L’atmosfera di Simchat Torà varia molto da una comunità all’altra, o anche nello stesso posto attraverso i decenni. Qui un corteo di sefarim serissimo con canti maestosi, altrove danze ordinate e regolate, in un altro posto balli sfrenati, magari accompagnati da grandi bevute. Può variare in modo significativo anche il modo di coinvolgere i bambini, che ci dice inevitabilmente qualcosa sul modo di intendere l’educazione ebraica in quella comunità. Dimmi come fai festa e ti dirò chi sei? Forse solo in parte: non è detto che il modo in cui una comunità festeggia Simchat Torà sia esattamente lo specchio del suo modo di vivere l’ebraismo nel resto dell’anno: la gioia sfrenata può essere un momento di rottura rispetto a un’abituale rigidità o serietà; oppure gli usi della festa, più che descrivere la comunità com’è, indicano come dovrebbe essere.

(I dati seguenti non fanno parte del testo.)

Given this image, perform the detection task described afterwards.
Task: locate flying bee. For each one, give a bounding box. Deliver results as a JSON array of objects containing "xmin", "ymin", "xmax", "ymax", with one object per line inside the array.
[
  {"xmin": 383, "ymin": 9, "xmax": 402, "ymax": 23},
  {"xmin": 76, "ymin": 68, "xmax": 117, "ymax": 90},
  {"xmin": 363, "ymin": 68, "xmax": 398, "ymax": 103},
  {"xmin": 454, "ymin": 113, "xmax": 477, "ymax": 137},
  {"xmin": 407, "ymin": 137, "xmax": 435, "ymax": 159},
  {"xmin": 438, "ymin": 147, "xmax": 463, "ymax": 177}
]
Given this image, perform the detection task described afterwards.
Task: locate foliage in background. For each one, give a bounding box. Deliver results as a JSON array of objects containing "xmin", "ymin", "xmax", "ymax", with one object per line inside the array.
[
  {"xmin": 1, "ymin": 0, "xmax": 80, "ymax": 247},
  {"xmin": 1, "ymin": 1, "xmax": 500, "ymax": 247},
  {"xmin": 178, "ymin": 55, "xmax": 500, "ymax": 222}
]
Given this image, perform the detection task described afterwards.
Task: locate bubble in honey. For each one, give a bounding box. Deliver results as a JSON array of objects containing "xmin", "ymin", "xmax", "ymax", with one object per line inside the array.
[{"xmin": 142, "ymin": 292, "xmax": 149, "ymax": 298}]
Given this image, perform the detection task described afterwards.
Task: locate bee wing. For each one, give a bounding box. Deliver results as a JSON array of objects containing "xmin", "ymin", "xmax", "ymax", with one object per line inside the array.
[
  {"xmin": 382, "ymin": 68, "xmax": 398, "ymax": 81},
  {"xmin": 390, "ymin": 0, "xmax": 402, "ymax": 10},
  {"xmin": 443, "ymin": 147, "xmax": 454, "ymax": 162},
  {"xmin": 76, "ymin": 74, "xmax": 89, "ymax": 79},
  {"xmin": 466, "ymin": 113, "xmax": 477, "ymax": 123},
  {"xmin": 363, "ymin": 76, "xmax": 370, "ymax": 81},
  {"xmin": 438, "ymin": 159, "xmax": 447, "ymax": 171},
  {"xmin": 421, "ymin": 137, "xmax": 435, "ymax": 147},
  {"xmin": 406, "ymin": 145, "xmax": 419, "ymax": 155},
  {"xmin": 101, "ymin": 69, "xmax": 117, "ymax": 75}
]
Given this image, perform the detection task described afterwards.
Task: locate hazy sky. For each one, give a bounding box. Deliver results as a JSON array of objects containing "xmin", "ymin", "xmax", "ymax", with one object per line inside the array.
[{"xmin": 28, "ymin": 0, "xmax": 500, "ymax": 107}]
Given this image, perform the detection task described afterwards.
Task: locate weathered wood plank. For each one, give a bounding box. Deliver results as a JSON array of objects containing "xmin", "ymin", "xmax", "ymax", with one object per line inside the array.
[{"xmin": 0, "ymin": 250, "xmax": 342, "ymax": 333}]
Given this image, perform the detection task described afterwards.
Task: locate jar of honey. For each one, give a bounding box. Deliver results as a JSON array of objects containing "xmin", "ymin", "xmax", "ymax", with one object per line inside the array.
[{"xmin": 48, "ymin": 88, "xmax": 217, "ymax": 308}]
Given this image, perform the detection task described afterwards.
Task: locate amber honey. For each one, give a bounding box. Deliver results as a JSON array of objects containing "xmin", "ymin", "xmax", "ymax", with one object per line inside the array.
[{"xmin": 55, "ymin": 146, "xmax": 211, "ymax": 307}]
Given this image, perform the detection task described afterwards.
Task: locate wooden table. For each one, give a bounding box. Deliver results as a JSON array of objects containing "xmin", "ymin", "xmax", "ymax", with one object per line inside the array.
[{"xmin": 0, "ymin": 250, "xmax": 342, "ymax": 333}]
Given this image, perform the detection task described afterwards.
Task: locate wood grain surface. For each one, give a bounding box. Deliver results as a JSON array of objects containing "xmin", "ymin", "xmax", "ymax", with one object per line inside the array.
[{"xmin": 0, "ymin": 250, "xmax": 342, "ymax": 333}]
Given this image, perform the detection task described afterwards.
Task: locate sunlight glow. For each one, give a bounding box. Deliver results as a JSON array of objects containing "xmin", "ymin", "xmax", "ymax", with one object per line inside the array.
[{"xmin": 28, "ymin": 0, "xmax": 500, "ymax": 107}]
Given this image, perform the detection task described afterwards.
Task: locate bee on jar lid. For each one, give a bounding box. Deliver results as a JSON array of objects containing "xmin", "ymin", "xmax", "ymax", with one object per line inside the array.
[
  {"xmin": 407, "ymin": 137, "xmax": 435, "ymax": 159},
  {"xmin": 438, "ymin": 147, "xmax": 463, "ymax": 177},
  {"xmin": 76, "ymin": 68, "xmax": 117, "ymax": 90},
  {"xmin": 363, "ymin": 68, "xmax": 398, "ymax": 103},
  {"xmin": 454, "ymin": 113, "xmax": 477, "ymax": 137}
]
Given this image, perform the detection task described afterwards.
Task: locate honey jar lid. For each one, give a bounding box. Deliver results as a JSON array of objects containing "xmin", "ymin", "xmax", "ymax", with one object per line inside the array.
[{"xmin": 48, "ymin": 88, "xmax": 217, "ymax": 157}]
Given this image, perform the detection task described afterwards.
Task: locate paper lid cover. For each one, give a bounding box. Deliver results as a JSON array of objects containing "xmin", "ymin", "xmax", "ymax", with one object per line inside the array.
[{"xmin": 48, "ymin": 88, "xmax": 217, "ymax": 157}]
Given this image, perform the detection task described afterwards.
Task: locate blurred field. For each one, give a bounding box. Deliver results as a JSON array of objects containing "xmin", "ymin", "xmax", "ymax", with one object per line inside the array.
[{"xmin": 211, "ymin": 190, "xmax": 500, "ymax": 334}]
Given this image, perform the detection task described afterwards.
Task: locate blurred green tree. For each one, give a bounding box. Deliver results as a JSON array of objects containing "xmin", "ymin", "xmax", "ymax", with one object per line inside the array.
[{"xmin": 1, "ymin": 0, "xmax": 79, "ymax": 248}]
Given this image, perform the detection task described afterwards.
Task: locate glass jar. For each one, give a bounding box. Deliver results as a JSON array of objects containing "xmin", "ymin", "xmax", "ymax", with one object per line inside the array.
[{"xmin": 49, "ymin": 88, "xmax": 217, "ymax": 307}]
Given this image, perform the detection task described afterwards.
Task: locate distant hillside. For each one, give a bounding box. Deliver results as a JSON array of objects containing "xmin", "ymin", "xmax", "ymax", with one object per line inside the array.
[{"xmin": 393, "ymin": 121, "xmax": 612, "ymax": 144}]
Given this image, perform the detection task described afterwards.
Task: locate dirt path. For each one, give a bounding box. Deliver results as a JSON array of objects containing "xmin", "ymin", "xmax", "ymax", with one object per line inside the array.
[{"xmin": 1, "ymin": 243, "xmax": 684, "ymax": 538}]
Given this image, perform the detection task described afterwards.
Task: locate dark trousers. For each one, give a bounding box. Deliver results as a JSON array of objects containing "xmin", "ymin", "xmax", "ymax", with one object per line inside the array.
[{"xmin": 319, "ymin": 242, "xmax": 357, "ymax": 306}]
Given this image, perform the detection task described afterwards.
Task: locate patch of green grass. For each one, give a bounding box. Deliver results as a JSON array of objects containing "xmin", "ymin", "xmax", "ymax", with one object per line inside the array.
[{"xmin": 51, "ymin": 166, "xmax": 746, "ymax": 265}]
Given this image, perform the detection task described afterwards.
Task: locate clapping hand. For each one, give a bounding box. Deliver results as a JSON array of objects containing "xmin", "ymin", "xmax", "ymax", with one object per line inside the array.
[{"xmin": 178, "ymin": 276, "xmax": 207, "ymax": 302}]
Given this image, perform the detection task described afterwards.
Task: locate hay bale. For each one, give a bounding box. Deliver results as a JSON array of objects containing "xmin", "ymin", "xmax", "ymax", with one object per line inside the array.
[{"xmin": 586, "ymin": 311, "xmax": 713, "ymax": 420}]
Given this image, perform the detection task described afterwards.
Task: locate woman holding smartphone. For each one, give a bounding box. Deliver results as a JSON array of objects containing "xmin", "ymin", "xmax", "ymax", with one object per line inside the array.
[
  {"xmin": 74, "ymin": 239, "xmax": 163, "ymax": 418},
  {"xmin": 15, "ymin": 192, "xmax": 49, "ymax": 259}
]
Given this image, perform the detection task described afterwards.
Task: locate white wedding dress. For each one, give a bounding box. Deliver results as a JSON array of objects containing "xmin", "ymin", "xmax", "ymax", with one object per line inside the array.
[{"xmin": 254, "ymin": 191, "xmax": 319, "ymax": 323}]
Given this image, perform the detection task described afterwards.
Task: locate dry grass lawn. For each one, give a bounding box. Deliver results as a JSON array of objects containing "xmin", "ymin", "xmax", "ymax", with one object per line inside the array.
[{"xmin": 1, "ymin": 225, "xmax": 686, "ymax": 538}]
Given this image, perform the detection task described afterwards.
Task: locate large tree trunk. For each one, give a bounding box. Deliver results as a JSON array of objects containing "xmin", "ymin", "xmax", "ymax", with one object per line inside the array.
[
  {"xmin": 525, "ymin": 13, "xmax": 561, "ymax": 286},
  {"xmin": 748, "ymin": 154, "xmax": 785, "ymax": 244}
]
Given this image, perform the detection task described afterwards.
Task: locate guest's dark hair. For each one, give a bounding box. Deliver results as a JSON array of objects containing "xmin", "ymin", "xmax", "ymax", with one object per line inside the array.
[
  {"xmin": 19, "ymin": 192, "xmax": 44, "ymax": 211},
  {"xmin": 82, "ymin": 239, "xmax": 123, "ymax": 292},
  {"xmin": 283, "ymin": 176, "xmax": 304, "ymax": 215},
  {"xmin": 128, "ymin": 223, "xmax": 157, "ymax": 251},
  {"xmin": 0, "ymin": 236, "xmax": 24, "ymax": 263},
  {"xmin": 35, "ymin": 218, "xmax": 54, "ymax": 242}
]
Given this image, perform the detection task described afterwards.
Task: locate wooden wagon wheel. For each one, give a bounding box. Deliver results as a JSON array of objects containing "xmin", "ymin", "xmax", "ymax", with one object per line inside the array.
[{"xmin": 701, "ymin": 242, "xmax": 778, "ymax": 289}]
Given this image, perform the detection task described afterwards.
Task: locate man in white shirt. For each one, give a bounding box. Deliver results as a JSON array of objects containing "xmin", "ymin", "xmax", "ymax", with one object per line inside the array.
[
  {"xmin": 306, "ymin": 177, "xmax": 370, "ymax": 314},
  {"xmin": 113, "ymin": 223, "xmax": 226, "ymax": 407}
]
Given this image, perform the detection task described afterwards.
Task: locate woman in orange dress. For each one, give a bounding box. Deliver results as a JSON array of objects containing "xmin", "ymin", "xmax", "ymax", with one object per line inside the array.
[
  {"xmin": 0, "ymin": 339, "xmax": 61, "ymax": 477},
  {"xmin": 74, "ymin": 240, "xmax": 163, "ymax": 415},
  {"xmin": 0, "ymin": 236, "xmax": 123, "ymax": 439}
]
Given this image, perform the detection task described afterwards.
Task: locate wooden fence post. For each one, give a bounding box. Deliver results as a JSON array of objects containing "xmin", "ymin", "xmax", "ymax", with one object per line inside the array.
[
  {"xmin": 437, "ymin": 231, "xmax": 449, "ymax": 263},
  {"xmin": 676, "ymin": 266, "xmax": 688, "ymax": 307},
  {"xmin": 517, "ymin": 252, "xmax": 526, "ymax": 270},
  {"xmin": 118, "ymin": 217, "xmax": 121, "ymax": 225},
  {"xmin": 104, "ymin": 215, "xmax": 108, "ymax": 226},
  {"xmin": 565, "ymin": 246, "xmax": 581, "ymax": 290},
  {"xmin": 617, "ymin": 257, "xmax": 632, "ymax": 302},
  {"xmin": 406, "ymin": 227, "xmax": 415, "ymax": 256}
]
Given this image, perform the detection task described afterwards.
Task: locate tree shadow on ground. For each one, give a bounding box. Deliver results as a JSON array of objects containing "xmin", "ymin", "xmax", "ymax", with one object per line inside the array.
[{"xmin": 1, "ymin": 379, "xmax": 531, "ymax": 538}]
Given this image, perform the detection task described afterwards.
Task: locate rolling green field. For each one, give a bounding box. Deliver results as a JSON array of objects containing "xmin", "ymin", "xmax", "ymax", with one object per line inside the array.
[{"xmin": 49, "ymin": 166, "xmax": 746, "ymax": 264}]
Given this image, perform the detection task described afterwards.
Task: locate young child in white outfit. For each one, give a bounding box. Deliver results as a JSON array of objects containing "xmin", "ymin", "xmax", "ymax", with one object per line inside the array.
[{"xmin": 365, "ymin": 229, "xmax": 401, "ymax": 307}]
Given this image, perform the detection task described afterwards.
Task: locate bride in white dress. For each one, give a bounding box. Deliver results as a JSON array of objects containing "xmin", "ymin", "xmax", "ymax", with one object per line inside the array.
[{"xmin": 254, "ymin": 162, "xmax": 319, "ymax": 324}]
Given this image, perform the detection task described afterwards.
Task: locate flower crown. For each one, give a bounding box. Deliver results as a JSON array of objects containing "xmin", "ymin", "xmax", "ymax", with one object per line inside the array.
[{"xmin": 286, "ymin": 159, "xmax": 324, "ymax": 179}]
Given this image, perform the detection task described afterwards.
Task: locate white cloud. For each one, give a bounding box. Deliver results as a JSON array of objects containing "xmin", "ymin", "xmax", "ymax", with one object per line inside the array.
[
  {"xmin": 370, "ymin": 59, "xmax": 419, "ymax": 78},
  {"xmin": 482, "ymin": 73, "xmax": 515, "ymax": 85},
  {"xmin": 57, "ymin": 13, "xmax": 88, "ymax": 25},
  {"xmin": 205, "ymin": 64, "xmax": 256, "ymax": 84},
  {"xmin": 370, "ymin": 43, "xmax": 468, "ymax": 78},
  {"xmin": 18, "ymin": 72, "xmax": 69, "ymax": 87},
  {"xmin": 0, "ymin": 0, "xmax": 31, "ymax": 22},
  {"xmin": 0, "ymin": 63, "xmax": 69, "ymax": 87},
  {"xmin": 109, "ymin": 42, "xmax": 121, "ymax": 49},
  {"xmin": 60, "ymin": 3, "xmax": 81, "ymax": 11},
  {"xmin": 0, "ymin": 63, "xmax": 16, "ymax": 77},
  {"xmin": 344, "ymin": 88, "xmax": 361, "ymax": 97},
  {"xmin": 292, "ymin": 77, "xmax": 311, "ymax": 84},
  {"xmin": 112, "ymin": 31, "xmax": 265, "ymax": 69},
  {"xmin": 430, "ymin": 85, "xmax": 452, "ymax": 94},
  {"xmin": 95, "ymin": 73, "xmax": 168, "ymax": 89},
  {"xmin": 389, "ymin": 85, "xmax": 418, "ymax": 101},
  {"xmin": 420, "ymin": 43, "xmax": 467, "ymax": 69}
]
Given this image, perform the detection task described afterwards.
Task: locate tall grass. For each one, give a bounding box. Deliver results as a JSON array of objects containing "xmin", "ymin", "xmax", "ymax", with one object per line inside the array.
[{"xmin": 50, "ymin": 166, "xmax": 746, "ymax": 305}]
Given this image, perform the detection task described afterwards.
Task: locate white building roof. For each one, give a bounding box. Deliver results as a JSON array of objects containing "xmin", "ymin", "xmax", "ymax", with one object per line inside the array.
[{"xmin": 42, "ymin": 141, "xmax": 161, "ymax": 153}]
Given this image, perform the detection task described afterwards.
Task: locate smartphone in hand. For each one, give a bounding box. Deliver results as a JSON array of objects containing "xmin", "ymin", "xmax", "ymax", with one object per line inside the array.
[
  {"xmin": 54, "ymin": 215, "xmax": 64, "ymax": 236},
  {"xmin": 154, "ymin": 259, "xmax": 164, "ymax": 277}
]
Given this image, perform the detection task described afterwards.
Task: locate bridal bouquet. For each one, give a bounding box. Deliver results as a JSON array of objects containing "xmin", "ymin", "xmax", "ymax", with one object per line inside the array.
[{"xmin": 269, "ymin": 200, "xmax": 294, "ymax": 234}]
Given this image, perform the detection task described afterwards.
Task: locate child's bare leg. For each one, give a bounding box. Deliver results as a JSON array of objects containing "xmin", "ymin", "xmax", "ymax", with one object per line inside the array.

A Torino nel corso degli anni è stato raggiunto una sorta di compromesso: prima i giri seri con canti solenni, poi le danze più allegre con lanci di caramelle; c’è chi preferisce i primi, più legati alla tradizione locale, e chi invece ama di più le seconde; magari qualcuno partecipa solo alla prima o solo alla seconda parte, ma in qualche modo sono accontentati tutti; negli ultimi due anni persino le donne sono riuscite a guadagnarsi un angolino del bet ha-keneset in cui ballare. Così modi diversi, magari opposti, di vivere la festa convivono nel rispetto reciproco. Sarebbe bello se il Simchat Torà torinese fosse davvero lo specchio della comunità.